Tissue specimen and MRI concordance
Tissue specimen was analyzed in the Dr. Senckenberg Institute of Pathology (SIP), Goethe University Hospital, Frankfurt am Main. The index lesion (and benign VOI) was determined by correlating the mpMRI with the assessment of the highest GrG (and prostatic tissue without evidence of malignancy) in the pathological report. J.K. (uropathologist with 10 years of experience) annotated the RPX specimen to match the index lesion (and the benign VOI) of the MRI examination (highest PI-RADS or no sign of malignancy). If the pathologic assessment did not match the index lesion (highest GrG ≠ annotated mpMRI index lesion) or benign VOI, images were reexamined and reevaluated in direct correlation to the histopathologic slides. We considered the histopathological results as ground-truth. If a patient had bioptic and RPX tissues available, we assessed the RPX tissue. For this study, we defined GrG ≥ 3 as clinically significant PCa.
Evaluation approach
We applied ADC-derived radiomic features and the PI-RADS categories in relation to the GrGs. We performed two-dimensional principal component (PC) analysis and univariate analysis (UA) to analyze benign versus malignant tissue as well as insignificant versus significant PCa. In our cohort, all PCa lesions with PI-RADS = 3 (n = 8) were clinically insignificant and were excluded for the following analysis. We computed significance values (p values) for all features by UA. We chose the top four features with the lowest p value of the two-tailed Student’s t test and Wilcoxon test as being the most stable for further evaluation steps [19]. We performed multivariate analysis of correlation to correct for collinearity and reduce features.
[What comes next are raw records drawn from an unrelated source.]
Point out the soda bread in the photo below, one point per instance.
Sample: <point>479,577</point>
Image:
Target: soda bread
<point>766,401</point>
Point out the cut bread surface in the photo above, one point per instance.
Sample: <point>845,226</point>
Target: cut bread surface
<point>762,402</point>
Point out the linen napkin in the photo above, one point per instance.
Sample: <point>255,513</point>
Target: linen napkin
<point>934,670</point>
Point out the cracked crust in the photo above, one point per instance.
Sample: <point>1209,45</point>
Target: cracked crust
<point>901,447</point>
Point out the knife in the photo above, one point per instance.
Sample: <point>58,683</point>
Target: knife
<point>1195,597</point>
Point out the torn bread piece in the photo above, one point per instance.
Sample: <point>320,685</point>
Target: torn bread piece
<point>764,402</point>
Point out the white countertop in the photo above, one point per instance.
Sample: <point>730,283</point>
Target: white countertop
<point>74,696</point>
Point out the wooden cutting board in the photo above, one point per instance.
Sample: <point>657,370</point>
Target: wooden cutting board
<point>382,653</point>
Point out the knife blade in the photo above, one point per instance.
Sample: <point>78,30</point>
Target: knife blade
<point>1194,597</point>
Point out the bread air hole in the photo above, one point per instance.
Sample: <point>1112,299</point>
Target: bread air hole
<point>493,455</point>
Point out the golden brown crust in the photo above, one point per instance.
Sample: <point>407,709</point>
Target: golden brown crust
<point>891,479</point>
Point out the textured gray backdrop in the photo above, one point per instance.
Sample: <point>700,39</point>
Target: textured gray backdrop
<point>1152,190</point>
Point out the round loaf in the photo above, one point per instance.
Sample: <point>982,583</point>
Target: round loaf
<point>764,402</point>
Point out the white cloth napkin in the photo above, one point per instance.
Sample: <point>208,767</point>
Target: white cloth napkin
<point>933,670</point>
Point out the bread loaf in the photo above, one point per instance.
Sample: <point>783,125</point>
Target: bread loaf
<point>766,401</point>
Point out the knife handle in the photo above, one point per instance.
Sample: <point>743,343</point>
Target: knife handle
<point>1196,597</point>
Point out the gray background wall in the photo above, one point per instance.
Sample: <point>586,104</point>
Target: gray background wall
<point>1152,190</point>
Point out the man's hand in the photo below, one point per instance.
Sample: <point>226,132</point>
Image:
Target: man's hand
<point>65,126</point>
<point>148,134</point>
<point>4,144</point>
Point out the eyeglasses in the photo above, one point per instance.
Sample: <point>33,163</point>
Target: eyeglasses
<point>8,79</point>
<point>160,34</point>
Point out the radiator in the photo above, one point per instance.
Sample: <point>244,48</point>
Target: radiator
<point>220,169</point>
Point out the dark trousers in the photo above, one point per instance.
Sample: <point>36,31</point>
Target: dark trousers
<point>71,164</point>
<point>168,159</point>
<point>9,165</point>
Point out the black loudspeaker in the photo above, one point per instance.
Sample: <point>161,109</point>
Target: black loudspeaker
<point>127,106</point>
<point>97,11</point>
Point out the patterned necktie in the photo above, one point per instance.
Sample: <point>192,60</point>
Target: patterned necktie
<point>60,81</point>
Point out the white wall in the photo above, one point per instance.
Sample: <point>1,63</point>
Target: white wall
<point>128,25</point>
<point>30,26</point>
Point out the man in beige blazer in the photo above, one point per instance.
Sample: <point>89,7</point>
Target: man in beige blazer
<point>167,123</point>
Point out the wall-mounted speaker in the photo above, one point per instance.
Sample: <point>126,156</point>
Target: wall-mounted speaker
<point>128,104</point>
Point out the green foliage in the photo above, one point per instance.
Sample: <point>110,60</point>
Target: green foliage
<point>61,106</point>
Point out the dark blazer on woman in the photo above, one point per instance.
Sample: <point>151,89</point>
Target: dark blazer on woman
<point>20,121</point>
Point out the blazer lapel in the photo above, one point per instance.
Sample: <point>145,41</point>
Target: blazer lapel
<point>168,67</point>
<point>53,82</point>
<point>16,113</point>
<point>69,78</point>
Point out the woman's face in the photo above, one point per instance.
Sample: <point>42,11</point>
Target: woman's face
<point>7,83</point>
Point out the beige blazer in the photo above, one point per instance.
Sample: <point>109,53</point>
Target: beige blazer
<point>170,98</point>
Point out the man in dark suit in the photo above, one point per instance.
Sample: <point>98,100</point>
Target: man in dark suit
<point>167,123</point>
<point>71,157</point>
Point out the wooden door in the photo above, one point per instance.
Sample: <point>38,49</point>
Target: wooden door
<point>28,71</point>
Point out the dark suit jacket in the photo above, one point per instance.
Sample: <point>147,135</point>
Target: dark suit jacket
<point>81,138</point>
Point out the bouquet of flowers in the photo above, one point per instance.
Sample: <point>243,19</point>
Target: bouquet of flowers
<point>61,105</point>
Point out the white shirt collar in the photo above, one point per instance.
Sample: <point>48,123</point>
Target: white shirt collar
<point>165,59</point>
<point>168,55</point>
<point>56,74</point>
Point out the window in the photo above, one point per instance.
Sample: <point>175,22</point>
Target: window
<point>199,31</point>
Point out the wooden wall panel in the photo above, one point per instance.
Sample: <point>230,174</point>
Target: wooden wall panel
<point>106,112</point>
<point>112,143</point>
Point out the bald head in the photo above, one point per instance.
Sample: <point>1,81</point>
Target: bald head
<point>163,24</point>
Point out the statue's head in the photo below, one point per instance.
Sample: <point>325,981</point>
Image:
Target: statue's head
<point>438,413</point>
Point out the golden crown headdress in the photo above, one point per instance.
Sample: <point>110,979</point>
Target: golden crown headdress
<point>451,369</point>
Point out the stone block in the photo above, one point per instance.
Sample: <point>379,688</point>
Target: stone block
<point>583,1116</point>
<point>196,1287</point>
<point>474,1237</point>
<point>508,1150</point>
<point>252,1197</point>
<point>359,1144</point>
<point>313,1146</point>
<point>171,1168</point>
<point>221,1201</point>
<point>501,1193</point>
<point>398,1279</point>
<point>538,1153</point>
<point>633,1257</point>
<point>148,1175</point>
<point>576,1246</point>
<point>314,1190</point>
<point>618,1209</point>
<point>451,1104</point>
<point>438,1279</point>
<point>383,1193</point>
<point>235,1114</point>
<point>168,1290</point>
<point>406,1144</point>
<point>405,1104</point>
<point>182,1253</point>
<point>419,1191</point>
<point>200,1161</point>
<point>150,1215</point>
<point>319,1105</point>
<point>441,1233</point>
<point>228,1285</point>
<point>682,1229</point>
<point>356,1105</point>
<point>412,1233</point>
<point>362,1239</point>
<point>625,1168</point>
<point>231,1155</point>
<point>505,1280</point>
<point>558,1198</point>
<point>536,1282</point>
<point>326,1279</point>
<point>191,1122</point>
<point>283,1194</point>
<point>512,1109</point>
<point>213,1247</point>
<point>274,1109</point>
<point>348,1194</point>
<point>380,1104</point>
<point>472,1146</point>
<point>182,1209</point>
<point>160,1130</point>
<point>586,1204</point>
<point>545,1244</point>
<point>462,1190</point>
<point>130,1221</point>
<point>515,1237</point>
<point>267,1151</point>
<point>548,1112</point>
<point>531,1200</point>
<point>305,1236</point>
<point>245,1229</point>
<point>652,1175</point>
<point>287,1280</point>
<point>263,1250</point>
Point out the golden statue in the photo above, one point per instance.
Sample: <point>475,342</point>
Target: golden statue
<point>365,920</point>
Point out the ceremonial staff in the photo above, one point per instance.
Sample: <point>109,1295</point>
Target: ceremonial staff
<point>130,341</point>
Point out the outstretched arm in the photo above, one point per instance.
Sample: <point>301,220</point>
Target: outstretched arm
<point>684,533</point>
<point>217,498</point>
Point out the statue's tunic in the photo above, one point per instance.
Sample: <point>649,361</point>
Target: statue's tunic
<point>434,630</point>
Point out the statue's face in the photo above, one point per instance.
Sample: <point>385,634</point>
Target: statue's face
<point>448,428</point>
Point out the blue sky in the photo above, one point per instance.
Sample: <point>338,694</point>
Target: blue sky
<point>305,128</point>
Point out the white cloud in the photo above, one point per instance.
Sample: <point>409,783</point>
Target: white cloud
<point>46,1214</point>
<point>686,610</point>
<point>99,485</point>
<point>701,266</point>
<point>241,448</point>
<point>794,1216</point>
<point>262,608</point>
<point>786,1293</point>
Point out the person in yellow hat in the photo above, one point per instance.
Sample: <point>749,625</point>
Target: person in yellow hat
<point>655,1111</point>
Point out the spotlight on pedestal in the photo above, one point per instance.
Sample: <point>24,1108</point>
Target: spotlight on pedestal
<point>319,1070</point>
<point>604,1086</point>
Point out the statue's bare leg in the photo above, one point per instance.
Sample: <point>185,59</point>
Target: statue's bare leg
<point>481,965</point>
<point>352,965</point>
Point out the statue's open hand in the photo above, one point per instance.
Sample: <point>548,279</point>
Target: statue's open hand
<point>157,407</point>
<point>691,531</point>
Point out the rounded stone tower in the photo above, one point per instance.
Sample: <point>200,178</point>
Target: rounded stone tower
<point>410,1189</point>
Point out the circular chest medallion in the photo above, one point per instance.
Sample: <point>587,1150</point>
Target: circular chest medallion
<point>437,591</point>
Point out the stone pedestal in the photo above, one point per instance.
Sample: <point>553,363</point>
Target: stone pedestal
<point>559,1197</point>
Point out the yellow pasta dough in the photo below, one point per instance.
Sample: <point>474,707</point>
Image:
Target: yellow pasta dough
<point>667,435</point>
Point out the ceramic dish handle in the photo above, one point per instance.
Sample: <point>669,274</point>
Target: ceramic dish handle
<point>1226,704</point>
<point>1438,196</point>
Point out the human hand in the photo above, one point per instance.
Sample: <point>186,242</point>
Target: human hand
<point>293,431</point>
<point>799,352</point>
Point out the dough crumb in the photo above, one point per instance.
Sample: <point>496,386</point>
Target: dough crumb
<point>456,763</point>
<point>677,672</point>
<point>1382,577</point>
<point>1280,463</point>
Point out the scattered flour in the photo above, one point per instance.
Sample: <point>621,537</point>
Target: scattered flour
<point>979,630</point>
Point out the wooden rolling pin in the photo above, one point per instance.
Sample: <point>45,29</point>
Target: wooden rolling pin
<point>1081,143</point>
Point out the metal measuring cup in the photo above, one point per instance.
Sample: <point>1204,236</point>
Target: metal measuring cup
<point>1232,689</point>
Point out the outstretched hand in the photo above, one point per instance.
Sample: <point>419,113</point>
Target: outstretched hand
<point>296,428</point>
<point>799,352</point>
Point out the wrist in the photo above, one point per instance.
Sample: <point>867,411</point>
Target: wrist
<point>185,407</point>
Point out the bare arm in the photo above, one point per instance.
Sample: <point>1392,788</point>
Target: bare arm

Reduction of features is a common method and reduces the risk of overfitting [17, 35]. To assess the predictive power, we generated receiver operating characteristic (ROC) curves of support vector machines (SVM), neural networks (NNs), and random forest (RF) analysis for 15 combinations of the predictor subsets. We employed 100-fold cross-validation to evaluate the performance of the prediction [36]. In each run, we randomly drew 70% of the samples for training and validated the classifier with the remaining independent 30% of the sample data (modified as described previously [37]). We obtained the area under the curve (AUC) and assessed differences in the prediction power of the models by the application of a two-tailed Student’s t test of the 100 values of AUC. The machine learning algorithms were conducted in Python 3.7 using the open-source scikit-learn 0.21.3 packages SVC for SVM, MLPClassifier for NNs and the RandomForestClassifier for RF analysis with prior normalization of features using StandardScaler (https://scikit-learn.org/) [38]. We conducted further statistical analyses with Prism 6.0 (GraphPad software) and JMP 14 (SAS). We indicated the significant values as follows: *p < 0.05; **p < 0.01; ***p < 0.001. A flowchart of the methodologic study design is shown in Supplementary Document 1.
Results
Radiomic features differ in benign versus malignant prostate tissue
PC analysis clustered benign peripheral zone (black) against the malignant index lesion (colors, Fig. 4a). Subclusters of variant GrGs were not visualized (green/yellow/orange/red, PI-RADS 1/2/3/4&5; Fig. 4a). Lower mean ADC values were revealed for malignant lesions (p < 0.001) which is in concordance with PI-RADS [15] (Fig. 4b). Various radiomic features differed comparing benign versus malignant prostate tissue, with JointEntropy (JE, p < 0.001) being depicted exemplarily (Fig. 4c; for all features, see Supplementary Document 2). We observed differences in a subset of radiomic features when comparing different GrGs with mean (p(GrG 1/3, 2/3, 3/4&5) = 0.007, 0.012, 0.016) and JE (p(GrG 1/3, 1/4&5) = 0.018, 0.008) being depicted exemplarily (Fig. 4d, e; for all features, see Supplementary Document 3).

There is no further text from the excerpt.